The 2004 NTT IndyCar Series champion and 2013 Indianapolis 500 winner is set for career start No. 318 on Saturday night at Texas Motor Speedway – driving the No. 14 A.J. Foyt Racing Chevrolet alongside the team’s new full-season driver, Charlie Kimball, in the No. 4 Chevy.

“A lot of people ask me how I coped with the delay of the season,” Kanaan said Monday in an IndyCar Zoom news conference. “To be honest, I was mentally prepared already because my first real race was going to be the [Indy] 500. My mind was already set for May.

“I only really had to delay, what, a couple of weeks from what I was originally scheduled to do. For me, I think it wasn’t as hard as for the other guys that were already in St. Pete, ready to go.”

But while his mindset is locked in, Kanaan notes that he’s been out of a race car for eight months. In fact, as of Monday, he hadn’t sat in a car fitted with the new Aeroscreen cockpit protection system.

However, he is no stranger to the wild and woolly action at Texas. Ditto for his new-slash-old teammate, Kimball: The two competed together at Chip Ganassi Racing from 2014-17.

That experience is something A.J. Foyt Racing team president Larry Foyt is grateful to have on his side.

“Going into this race, it’s huge,” Foyt said. “Especially with the one-day show, everything is accelerated, and going to a big track like Texas, having a guy like Charlie sit on the pole there [in 2017], knows his way around there, and obviously TK is very good there, as well.

“It’s a little bit of peace of mind for sure. Anything can happen, but the engineering group has been working really well together. We’re really hopeful we’re going to unload and get these guys some good cars out of the box. That’s the plan.”

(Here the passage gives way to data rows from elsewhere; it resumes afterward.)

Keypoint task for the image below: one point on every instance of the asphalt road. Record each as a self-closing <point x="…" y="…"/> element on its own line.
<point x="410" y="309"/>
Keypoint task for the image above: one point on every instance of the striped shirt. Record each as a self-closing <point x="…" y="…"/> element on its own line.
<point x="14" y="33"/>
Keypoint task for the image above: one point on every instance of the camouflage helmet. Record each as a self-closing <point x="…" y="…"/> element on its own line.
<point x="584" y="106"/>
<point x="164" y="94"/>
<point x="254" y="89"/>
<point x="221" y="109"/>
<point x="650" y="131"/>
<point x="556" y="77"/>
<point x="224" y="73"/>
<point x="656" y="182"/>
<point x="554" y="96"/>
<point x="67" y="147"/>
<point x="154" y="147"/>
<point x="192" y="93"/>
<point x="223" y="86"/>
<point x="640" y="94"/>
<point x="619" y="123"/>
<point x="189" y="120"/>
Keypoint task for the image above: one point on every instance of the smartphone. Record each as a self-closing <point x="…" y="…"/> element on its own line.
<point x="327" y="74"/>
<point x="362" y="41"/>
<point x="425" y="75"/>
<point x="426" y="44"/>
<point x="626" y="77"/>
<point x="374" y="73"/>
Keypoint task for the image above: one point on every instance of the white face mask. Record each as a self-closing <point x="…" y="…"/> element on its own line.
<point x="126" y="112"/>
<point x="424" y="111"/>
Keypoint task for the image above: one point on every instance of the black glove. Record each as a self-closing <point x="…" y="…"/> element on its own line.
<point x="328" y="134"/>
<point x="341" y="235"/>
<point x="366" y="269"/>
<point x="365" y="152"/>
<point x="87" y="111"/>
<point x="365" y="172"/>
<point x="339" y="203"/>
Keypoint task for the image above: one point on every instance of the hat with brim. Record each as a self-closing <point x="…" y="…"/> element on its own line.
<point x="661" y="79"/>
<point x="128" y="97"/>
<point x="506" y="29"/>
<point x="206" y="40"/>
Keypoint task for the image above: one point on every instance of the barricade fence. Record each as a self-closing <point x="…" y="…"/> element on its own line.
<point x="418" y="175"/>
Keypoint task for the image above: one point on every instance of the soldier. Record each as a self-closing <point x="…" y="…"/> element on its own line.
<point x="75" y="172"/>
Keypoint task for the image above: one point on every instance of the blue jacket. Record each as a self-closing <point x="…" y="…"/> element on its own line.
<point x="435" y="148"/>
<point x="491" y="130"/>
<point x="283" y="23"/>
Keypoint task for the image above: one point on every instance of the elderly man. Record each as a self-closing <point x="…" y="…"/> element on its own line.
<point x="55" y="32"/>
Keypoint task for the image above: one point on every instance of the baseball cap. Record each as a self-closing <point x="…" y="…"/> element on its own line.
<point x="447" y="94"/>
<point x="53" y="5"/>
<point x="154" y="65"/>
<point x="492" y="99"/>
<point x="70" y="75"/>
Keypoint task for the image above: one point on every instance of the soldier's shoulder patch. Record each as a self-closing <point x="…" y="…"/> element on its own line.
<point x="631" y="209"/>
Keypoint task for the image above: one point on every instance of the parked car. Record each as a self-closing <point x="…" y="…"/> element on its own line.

Speaking of Kimball, the Californian is set to revive his full-time career in the sport after making just seven starts last season with Carlin.

He’s enjoyed his unexpected free time at home with his wife, Kathleen, and their two children, Hannah and newborn son Gordon, who arrived in March. But he’s grateful to get back in the car – and to accompany Tony on his ‘last lap.’

“We’re friends off the track,” Charlie said. “We train together. He’s gotten me addicted to riding a bicycle on a computer game, but also our wives are friends, and I think our families when we can get together and the kids can play, I think they’re going to interact really well. I’m excited for his daughter Nina to spend some time with our daughter.

“And the experience – I mean, he’s taught me things and I’ve learned a lot from him about how to restart on ovals and what you can and what you should and shouldn’t do and what he still does. That experience is invaluable to me to continue to learn and get better. I just feel really honored to be his teammate during his last lap, especially when we get back to the Indianapolis Motor Speedway for the Indy 500.”

The NTT IndyCar Series season begins Saturday night from Texas Motor Speedway with the Genesys 300 at 8 p.m. ET on NBC. The race will also stream on NBCSports.com and the NBC Sports app.